Billing cycles begin on the day this Agreement is mutually signed, but the regular occurring billing date may be moved by DM to date of the onboarding call or any other date DM determines is best for DM. DM will use commercially reasonable efforts to have the monthly billing date be the same date each month. Payment is due in advance of the services to be provided in the upcoming month (or billing period) within five (5) days of receipt of the bill. Payments not timely received may be sent by DM to collections at any time. Non-payment may result in a cease of services. Upon 30 days of nonpayment DM reserves the right to shut down any website built, revised or otherwise created pursuant to this Agreement.

VII. Privacy Policy

Your privacy is very important to us, which is why DM created a separate Privacy Policy in order to explain in detail how DM collects, manages, processes, secures, and stores your private information. DM’s privacy policy is included under the scope of this User Agreement. To read our privacy policy in its entirety, please visit DM’s website at dispensemarketing.com

VIII. Limitation of Warranties

By using tools, platforms, or services offered through DM and/or DM’s website, you understand and agree that all Resources we provide are "as is" and "as available". This means that DM does not represent or warrant to you that:

  • a.  The use of our Resources will meet your needs or requirements.
  • b.  The use of our Resources will be uninterrupted, timely, secure, or free from errors.
  • c.  The information obtained by using our Resources will be accurate or reliable, and
  • d.  Any defects in the operation or functionality of any Resources DM provides will be repaired or corrected.
  • e.  Any content downloaded or otherwise obtained through the use of our Resources is done at your own discretion and risk, and that you are solely responsible for any damage to your computer or other devices for any loss of data that may result from the download of such content.
  • f.  No information or advice, whether expressed, implied, oral or written, obtained by you from DM or through any Resources DM provides shall create any warranty, guarantee, or conditions of any kind, except for those expressly outlined in this User Agreement.

IX. Indemnification

You agree to indemnify and hold harmless DM and Affiliates, and their directors, officers, managers, employees, donors, agents, and licensors, from and against all losses, expenses, damages and costs, including reasonable attorneys' fees, resulting from any violation of the User Agreement (including any agreements incorporated by reference such as The Digital Packages, Privacy Policy and the Client Commitment Statement) or the failure to fulfill any obligations relating to your account incurred by you or any other person using your account.

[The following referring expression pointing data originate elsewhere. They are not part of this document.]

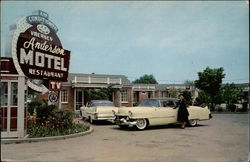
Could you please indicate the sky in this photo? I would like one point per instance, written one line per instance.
(169, 39)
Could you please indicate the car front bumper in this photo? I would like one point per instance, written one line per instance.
(125, 121)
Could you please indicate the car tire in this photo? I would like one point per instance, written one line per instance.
(141, 124)
(193, 122)
(91, 120)
(123, 126)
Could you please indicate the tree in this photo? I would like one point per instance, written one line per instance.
(173, 93)
(146, 79)
(210, 82)
(188, 97)
(231, 94)
(202, 99)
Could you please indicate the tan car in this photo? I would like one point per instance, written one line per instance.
(157, 111)
(99, 110)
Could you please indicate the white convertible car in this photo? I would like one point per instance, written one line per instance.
(99, 110)
(157, 111)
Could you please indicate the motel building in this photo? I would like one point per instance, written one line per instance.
(35, 60)
(73, 93)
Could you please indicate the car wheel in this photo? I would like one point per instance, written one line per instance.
(91, 120)
(141, 124)
(123, 126)
(193, 122)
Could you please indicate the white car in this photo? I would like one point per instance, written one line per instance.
(99, 110)
(158, 111)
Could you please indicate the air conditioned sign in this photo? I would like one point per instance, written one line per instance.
(37, 51)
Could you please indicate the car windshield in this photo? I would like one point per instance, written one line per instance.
(102, 103)
(168, 103)
(149, 103)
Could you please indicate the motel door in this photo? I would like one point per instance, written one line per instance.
(79, 98)
(12, 113)
(9, 108)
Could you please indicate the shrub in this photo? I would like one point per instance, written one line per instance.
(53, 122)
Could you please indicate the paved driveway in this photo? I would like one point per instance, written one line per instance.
(224, 138)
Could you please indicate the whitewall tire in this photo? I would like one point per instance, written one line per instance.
(193, 122)
(141, 124)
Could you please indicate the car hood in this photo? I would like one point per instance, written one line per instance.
(103, 109)
(124, 111)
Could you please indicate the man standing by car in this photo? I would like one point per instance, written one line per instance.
(183, 114)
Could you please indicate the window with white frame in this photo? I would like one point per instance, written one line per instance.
(64, 96)
(124, 96)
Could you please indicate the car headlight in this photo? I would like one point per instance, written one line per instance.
(96, 115)
(113, 111)
(130, 113)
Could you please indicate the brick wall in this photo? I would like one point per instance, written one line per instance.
(129, 96)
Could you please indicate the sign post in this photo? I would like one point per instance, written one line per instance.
(37, 54)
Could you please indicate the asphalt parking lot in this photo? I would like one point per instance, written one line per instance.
(223, 138)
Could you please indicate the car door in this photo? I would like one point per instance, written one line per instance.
(166, 112)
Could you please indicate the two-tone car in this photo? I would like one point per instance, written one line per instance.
(158, 111)
(99, 110)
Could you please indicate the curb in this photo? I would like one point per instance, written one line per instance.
(28, 140)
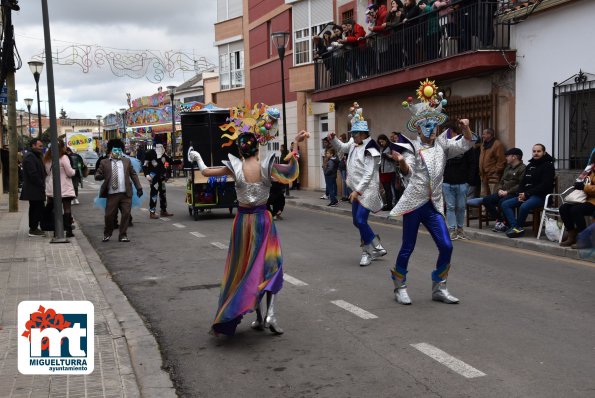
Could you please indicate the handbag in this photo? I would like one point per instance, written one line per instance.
(578, 195)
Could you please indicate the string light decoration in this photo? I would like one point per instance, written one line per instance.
(136, 64)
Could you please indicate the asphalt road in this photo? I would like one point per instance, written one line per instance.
(524, 328)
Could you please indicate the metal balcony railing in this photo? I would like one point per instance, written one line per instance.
(464, 26)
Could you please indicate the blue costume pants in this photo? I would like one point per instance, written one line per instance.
(436, 226)
(360, 220)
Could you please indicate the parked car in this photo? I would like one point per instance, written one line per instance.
(90, 158)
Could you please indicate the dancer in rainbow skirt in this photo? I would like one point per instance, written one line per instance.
(254, 261)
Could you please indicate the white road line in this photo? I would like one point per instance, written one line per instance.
(293, 281)
(354, 309)
(219, 245)
(448, 360)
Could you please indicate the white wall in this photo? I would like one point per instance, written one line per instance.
(551, 47)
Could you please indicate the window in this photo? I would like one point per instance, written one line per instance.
(231, 65)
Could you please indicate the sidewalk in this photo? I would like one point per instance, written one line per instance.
(127, 360)
(311, 199)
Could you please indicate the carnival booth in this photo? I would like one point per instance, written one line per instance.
(201, 132)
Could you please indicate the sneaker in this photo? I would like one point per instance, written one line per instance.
(500, 227)
(36, 232)
(515, 232)
(462, 235)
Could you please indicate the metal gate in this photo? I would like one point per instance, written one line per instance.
(573, 121)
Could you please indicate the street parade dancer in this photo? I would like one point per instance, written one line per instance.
(422, 163)
(363, 163)
(155, 168)
(254, 260)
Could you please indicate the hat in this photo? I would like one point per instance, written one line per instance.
(514, 151)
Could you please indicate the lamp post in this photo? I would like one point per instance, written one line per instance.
(280, 41)
(36, 68)
(29, 102)
(123, 113)
(172, 92)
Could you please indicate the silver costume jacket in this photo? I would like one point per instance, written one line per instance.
(251, 193)
(426, 172)
(363, 162)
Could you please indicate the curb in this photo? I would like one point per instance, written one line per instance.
(499, 239)
(124, 321)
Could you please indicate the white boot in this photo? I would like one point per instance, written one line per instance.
(401, 293)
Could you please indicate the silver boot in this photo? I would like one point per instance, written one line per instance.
(366, 255)
(378, 250)
(441, 293)
(270, 321)
(401, 293)
(258, 324)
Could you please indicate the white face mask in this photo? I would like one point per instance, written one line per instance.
(159, 150)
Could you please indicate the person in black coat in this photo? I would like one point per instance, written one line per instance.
(536, 184)
(34, 185)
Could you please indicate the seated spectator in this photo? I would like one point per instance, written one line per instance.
(330, 175)
(537, 182)
(387, 171)
(454, 189)
(507, 188)
(491, 161)
(573, 214)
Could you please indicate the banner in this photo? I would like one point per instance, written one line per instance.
(79, 142)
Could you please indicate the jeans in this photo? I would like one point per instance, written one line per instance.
(331, 187)
(508, 206)
(434, 223)
(455, 196)
(360, 220)
(493, 204)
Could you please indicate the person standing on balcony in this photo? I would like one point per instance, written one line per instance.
(354, 41)
(362, 176)
(422, 162)
(492, 161)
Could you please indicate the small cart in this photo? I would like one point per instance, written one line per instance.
(200, 131)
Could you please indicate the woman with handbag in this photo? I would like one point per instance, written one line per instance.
(578, 204)
(66, 174)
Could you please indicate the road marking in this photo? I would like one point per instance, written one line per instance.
(219, 245)
(354, 309)
(293, 281)
(449, 361)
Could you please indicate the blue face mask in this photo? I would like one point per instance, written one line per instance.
(117, 153)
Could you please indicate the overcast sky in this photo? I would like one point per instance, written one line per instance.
(112, 24)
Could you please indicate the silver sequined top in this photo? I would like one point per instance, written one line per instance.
(362, 172)
(426, 165)
(251, 194)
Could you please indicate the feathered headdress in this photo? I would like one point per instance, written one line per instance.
(260, 120)
(427, 114)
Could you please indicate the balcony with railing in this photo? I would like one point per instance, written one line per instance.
(465, 39)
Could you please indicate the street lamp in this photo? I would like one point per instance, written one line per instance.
(172, 92)
(29, 102)
(280, 41)
(36, 68)
(123, 113)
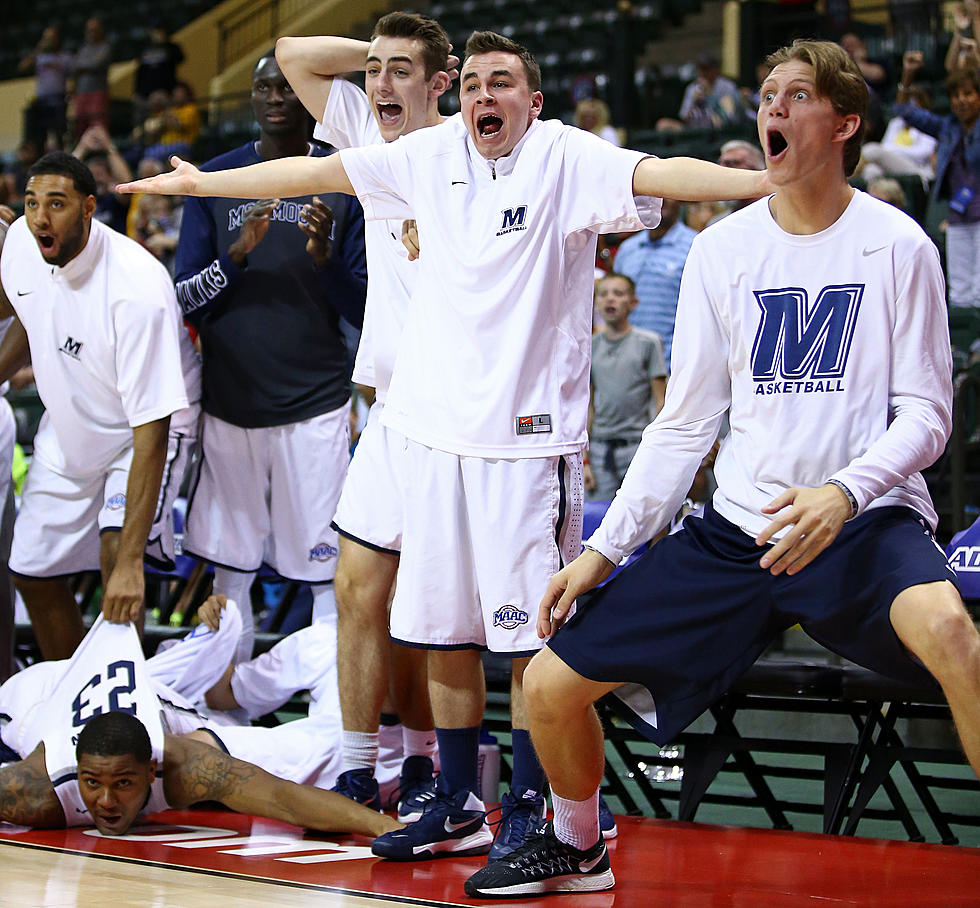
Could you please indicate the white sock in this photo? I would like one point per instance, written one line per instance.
(577, 822)
(360, 750)
(237, 586)
(418, 743)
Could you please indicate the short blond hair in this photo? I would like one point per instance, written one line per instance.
(837, 78)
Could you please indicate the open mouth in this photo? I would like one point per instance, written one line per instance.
(777, 143)
(489, 125)
(389, 112)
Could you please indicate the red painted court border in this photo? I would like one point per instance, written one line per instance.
(664, 863)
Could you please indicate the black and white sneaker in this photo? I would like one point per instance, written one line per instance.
(450, 825)
(543, 865)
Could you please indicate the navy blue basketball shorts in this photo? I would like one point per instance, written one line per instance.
(684, 621)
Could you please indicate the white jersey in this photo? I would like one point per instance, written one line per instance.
(106, 672)
(107, 345)
(348, 122)
(494, 359)
(52, 701)
(831, 352)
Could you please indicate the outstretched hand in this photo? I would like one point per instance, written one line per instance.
(182, 180)
(584, 573)
(209, 614)
(122, 598)
(410, 239)
(317, 224)
(815, 517)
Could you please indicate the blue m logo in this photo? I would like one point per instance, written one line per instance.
(513, 219)
(797, 340)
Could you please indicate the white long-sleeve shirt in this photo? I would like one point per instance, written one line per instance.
(831, 352)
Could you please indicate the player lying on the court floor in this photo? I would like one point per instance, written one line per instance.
(97, 740)
(306, 750)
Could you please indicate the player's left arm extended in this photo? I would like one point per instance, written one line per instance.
(195, 772)
(27, 797)
(279, 178)
(123, 596)
(691, 180)
(14, 349)
(919, 364)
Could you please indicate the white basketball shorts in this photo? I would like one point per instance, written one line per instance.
(305, 660)
(60, 519)
(305, 751)
(370, 508)
(268, 495)
(482, 539)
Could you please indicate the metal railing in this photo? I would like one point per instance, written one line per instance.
(241, 30)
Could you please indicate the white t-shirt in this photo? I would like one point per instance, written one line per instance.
(349, 123)
(107, 345)
(494, 359)
(106, 672)
(832, 353)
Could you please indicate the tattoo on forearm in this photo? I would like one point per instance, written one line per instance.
(27, 797)
(211, 775)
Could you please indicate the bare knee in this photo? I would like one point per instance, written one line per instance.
(952, 634)
(363, 583)
(943, 636)
(553, 690)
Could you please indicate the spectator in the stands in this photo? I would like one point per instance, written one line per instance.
(628, 380)
(742, 155)
(150, 129)
(45, 117)
(903, 149)
(90, 70)
(16, 175)
(957, 171)
(710, 101)
(654, 260)
(592, 115)
(147, 167)
(877, 78)
(100, 153)
(180, 125)
(157, 67)
(962, 51)
(157, 225)
(888, 190)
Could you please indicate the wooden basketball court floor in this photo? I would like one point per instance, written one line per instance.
(184, 859)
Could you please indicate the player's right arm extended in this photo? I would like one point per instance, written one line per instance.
(27, 797)
(195, 771)
(14, 350)
(279, 178)
(310, 64)
(691, 180)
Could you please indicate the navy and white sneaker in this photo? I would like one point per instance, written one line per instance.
(543, 865)
(416, 788)
(359, 785)
(451, 825)
(607, 822)
(520, 814)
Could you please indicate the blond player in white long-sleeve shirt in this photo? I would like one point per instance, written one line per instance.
(493, 402)
(816, 319)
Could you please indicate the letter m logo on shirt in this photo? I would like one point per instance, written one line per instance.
(797, 339)
(513, 218)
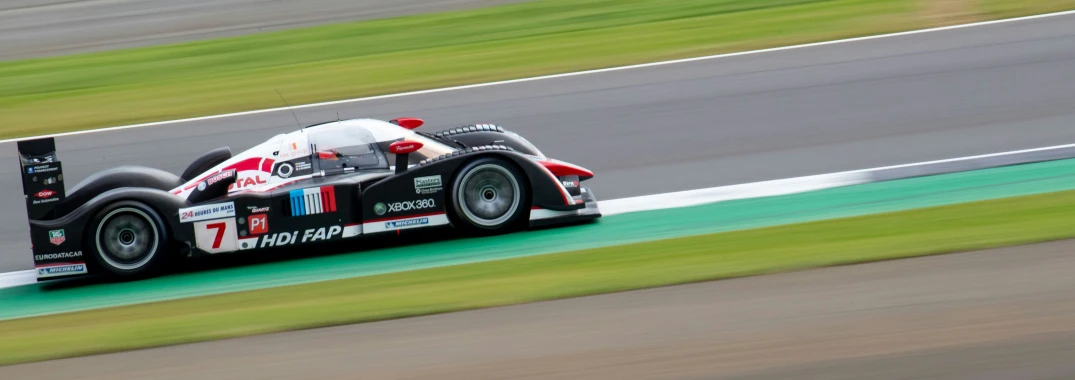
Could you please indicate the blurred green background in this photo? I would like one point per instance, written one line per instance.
(346, 60)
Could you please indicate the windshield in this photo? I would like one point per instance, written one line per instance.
(345, 145)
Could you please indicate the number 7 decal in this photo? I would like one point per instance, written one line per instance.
(216, 236)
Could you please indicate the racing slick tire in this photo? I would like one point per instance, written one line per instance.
(128, 240)
(489, 195)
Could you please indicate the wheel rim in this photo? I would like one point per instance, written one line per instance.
(126, 238)
(488, 195)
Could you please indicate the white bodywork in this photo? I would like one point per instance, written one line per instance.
(254, 166)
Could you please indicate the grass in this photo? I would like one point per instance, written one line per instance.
(345, 60)
(915, 233)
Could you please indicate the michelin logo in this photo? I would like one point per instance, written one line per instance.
(49, 256)
(406, 223)
(62, 270)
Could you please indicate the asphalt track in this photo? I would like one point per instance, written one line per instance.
(405, 253)
(701, 124)
(1005, 313)
(36, 28)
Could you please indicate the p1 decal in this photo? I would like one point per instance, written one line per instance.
(314, 200)
(216, 236)
(259, 224)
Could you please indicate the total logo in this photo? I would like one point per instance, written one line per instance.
(311, 235)
(381, 209)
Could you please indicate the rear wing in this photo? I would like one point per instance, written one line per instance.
(42, 177)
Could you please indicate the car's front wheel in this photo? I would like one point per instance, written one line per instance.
(490, 195)
(129, 239)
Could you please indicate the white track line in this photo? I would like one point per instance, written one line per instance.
(18, 278)
(674, 61)
(697, 197)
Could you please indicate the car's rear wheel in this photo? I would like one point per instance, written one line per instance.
(129, 239)
(489, 195)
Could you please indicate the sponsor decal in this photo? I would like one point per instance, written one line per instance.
(295, 153)
(39, 201)
(313, 200)
(206, 212)
(281, 239)
(52, 256)
(406, 223)
(427, 184)
(411, 205)
(41, 169)
(62, 270)
(259, 224)
(285, 170)
(217, 178)
(247, 182)
(56, 237)
(248, 243)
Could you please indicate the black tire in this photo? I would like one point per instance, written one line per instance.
(489, 195)
(128, 239)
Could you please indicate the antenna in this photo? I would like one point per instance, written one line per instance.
(289, 108)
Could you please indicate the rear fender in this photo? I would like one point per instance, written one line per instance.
(102, 182)
(54, 238)
(546, 191)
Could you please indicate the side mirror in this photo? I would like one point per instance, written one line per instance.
(409, 123)
(401, 150)
(329, 154)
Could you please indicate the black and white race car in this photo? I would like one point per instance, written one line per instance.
(326, 182)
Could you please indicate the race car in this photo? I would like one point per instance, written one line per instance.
(326, 182)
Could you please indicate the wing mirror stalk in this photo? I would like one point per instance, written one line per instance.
(402, 151)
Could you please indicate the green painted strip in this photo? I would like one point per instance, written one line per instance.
(611, 230)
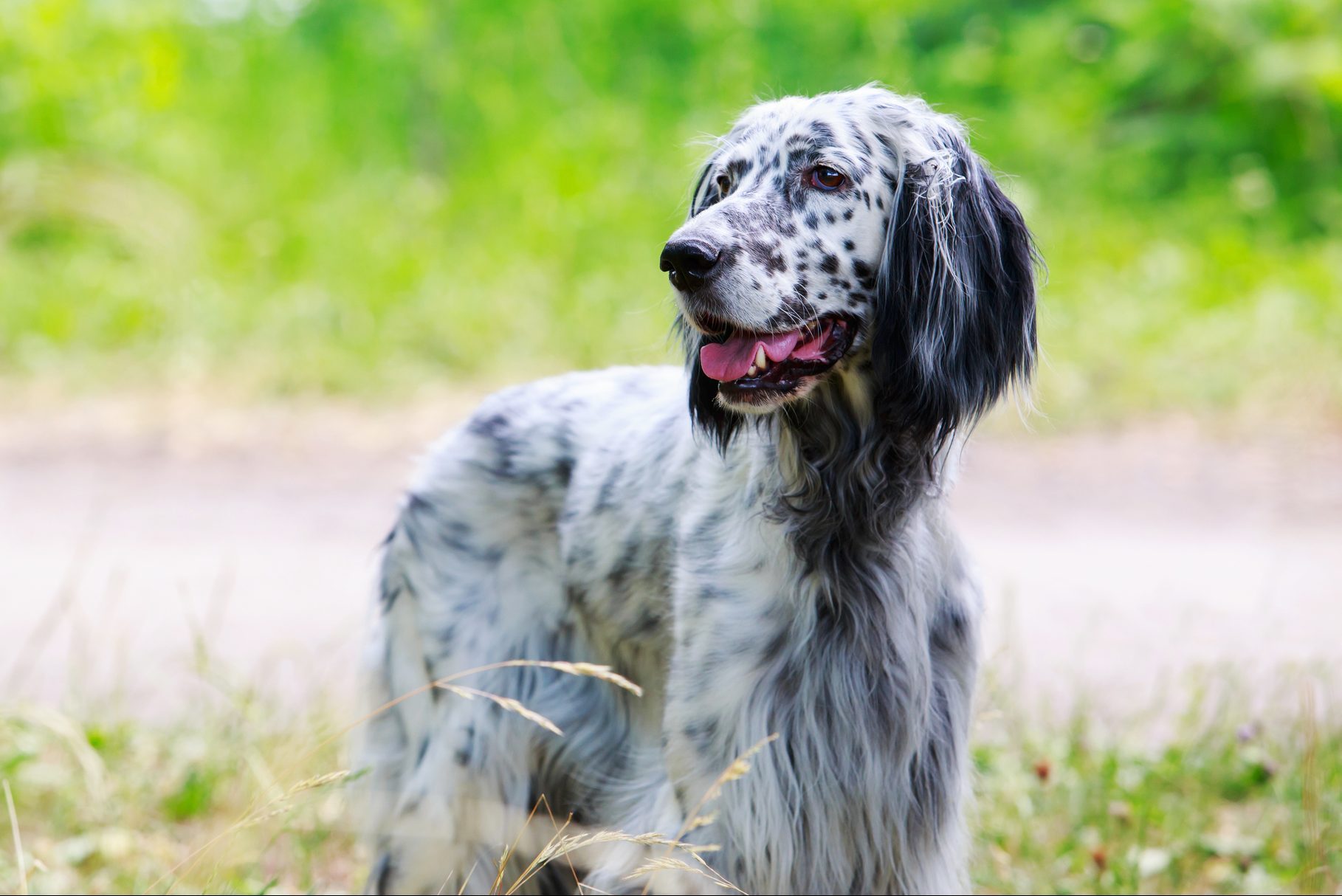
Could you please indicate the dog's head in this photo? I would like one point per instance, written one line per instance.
(851, 242)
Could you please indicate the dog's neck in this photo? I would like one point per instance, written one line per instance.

DM reserves the right to take over the exclusive defense of any claim for which DM is entitled to indemnification under this User Agreement. In such event, you shall provide us with such cooperation as is reasonably requested by Client.

X. Limitation of Liability

In conjunction with the Limitation of Warranties as explained above, you expressly understand and agree that any claim against DM shall be limited to the amount you paid DM, if any, for use of DM products and/or services. DM and Affiliates will not be liable for any direct, indirect, incidental, consequential or exemplary loss which may be incurred by you as a result of using DM’s Resources, or as a result of any changes, data loss or corruption, cancellation, loss of access, or downtime to the full extent that applicable limitation of liability laws apply.

XI. Intellectual Property

All content and materials available on dispensemarketing.com and Affiliate sites, including but not limited to text, graphics, website name, code, images and logos are the intellectual property of DM and Affiliates, and are protected by applicable copyright and trademark law. Any inappropriate use, including but not limited to the reproduction, distribution, display or transmission of any content on this site is strictly prohibited, unless specifically authorized by DM. Client does not own any work product built, formed, created or otherwise unless Client has timely paid for all services of DM, instead, all such work product shall be the property of DM.

XII. General Provisions

  • a. No Joint Venture  - This Agreement will not create a joint venture, partnership or other formal business relationship or entity of any kind, or an obligation to form any such relationship or entity. Each Party will act as an independent Party and not as an agent of the other Party for any purpose, and neither will have the authority to bind the other.
  • b. Governing Law  - All questions concerning the construction, validity, enforcement and interpretation of the Agreement will be governed by and construed and enforced in accordance with the laws of the State of Wyoming, without regard to the principles of conflicts of law that would require or permit the application of the laws of any other jurisdiction. The parties hereby waive all rights to a trial by jury. If either party will commence an action or proceeding to enforce any provisions of the Agreement, then the action shall be filed in the county of Sheridan, Wyoming (and each party consents to such venue) and the prevailing party in such action or proceeding will be reimbursed by the other party for its reasonable attorneys’ fees and other costs and expenses reasonably incurred in connection with the investigation, preparation and prosecution of such action or proceeding.
  • c. Authority  - Each Party to the Agreement hereby represents and warrants that the person(s) executing the Agreement on its behalf has full authority and power to execute and enter into the Agreement and that it shall be binding upon execution and delivery.
  • d. Waiver  - Waiver of any breach of the Agreement shall not be a waiver of any subsequent breach nor shall it be a waiver of the underlying obligation.
  • e. Severability  - The invalidity or unenforceability of any provision of the Agreement shall not affect the validity or enforceability of any other provision of the Agreement, which shall remain in full force and effect.
  • f. Amendments  – Unless otherwise permitted by this Agreement, all amendments to Agreement must be in writing and signed by the Party to be bound.
  • g. Counterparts  - This Agreement may be executed in counterparts and transmitted via facsimile or electronic document format, a copy of which shall constitute an original. The parties agree that this Agreement may be electronically executed (including scanned signatures or DocuSigned signatures) and such signatures shall constitute as original.
  • h. Integration - This Agreement contains the entire agreement and understanding of the Parties, and supersedes all prior and contemporaneous agreements, term sheet, letters, discussions, communications and understandings, both oral and written, which the Parties acknowledge have been merged into the Agreement. No Party, representative, attorney or agent has relied upon any collateral contract, agreement, assurance, promise, understanding or representation not expressly set forth herein. The Parties hereby expressly waive all rights and remedies, at law and in equity, directly or indirectly arising out of our relating to, or which may arise as a result of, any person’s reliance on any such assurance outside this written Agreement.